Kirkuk, Kurds holy city

BY: Kurdo Rahim Bamarni

Ireland

March 29, 2005

Many things have been said about Kirkuk, so I am not going to add more to this contentious issue, but I will pose the following thoughts and questions:

Let us assume that Saddam in his drive to reduce Kurdish population and density in Kurdistan has moved hundreds of thousands of Kurds to a Shiite towns and cities.

Now, the wave of the newly arrived deportees; and not settlers enticed with money, livestock and property like those found in Kirkuk, has tilted the balance of the demography and population distribution in favour of the Kurds.

This has led the indigenous Shiite people to become a minority within their own original land.

Then as the newly arrived deportees are Sunni by faith, the town or the city, which always has been Shiite throughout history, has now a Sunni majority.

Let us also assume that after the downfall of the Ba’th regime those Sunni Kurds were coming out in their hundreds of thousands to chant anti-Shiite slogans and denouncing Shiite parties as well as threatening any move towards making the town and city they were planted in part of southern federation.

The last of these thoughts, which God forbid and thankfully never materialized, what would the political movement of Shiite has said and do about moves by the newly arrived Sunni Kurds to forge alliances and ties with anti-Shiite elements?

If this scenario was faced by the Shiite political movement in their sacred heartlands and holy cities, what they would have said to the Kurdish political movement at the negotiating table?

Then, what would have been said about the Kurds if they were to embrace a small anti-Shiite element which has been vociferous in their enmity to Shiite and plotting against them with a neighbouring country?

Before answering this question please put in mind that Shiite Coalition embraced the Turkoman Front without a question been asked or conditions being attached.

If we were to assume that God forbid this has taken place I am sure that not only the same relentless campaign to discredit the Kurds would have been waged, such as the one we are seeing now, but also it might have, God also forbid, led to many unfortunate tragedies.

Let us be clear, Kirkuk has always been sacred to Kurds as Karbala and Najaf to Shiite Muslims and all other Shiite cities and towns. 

So what would have happened if the Kurds insisted on sticking to the Saddam’s legacy of having Sunni Kurds in Shiite areas running a mock with the true inhabitants of the cities and towns?

Why then they seem to agree to what Saddam has wrought upon parts of Kurdistan and its sacred heart Kirkuk, and why they unashamedly accept the results of Arabization?

It seems that one of the advantages of Saddam’s ethnic cleansing project is too good to let go off, and that is the Shiite political movement has now a foothold in rich Kurdish land, thanks to Saddam’s invitation for people from the south to conquer other people’s land and property.
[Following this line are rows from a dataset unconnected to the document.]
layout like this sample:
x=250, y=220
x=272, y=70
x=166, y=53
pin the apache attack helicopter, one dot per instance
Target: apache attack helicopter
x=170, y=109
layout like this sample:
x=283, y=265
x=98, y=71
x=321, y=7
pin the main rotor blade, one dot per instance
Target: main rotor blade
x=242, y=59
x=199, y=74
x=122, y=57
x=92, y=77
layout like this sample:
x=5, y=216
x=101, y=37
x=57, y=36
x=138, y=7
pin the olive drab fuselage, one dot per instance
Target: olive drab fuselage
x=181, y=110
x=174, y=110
It is high time for all Iraqis, politicians, writers, intellectuals, human right campaigners, or those who claim to be working for good against evil to clearly show either they are against Saddam’s ethnic cleansing project or with it.
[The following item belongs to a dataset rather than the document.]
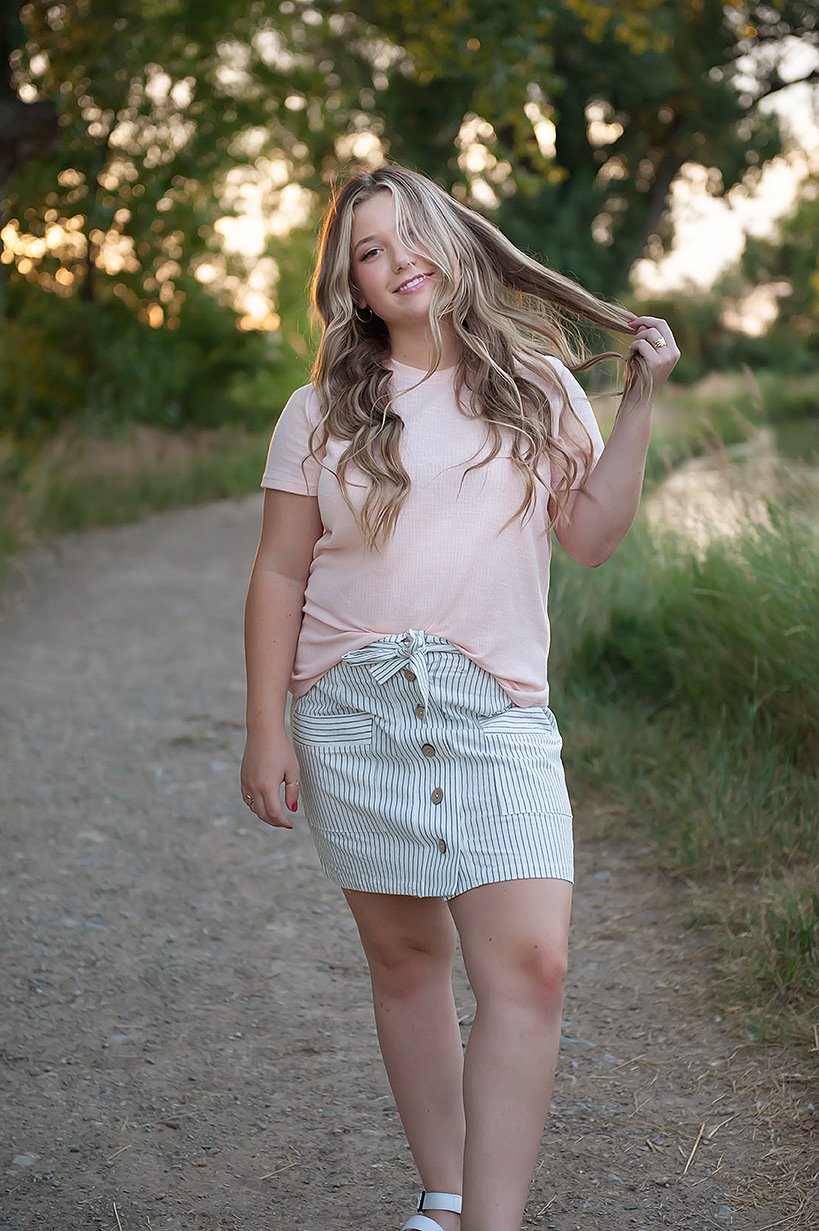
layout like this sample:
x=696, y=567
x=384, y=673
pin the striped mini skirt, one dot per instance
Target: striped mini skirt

And if they are against it they should work with Kurds to rectify and cleanse the lands and cities of Kurdistan from its vestiges.
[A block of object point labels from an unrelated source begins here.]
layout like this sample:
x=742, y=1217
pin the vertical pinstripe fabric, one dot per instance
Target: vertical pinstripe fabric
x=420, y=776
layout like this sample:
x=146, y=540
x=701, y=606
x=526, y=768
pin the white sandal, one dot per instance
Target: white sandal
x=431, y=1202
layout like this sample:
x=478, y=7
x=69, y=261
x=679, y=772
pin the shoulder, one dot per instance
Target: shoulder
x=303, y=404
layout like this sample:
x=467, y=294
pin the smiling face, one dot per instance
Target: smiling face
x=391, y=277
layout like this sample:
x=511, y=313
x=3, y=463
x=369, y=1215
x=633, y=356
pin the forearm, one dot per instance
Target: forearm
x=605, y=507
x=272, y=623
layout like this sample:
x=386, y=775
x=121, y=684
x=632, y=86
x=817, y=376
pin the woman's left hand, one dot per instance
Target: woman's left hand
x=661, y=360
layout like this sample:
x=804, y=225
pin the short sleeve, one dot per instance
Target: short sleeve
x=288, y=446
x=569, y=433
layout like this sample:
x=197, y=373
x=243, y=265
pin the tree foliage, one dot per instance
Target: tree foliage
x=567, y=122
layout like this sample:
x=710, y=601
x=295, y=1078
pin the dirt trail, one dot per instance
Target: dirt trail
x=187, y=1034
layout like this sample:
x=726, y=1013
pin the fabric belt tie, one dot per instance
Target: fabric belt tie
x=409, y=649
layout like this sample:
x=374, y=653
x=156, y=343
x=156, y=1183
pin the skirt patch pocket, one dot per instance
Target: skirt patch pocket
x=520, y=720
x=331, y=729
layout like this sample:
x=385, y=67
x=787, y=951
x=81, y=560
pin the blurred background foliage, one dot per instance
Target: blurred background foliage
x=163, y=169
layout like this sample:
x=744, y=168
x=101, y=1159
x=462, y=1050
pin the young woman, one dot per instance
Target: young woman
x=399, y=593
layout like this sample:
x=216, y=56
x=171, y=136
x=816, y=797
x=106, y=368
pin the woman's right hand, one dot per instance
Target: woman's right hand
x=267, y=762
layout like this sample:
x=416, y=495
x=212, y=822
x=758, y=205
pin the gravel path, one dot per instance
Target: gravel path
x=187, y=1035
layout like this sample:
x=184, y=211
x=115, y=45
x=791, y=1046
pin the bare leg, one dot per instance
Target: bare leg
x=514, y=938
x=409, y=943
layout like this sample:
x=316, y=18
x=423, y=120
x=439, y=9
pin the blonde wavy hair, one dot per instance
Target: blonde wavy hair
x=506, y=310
Or thank Saddam for giving them an opportunity to have a political foothold and say in the future of a city which they have never had any relation with or remotely connected with.

There is no two way about this.

Those who write anti-Kurdish rhetoric and fill air-waves and internet sites with racist articles about Kurds should make effort to release their fallen hero, Saddam Husayn, the champion of their cause, the project of ethnically cleanse Kurds from Kurdistan.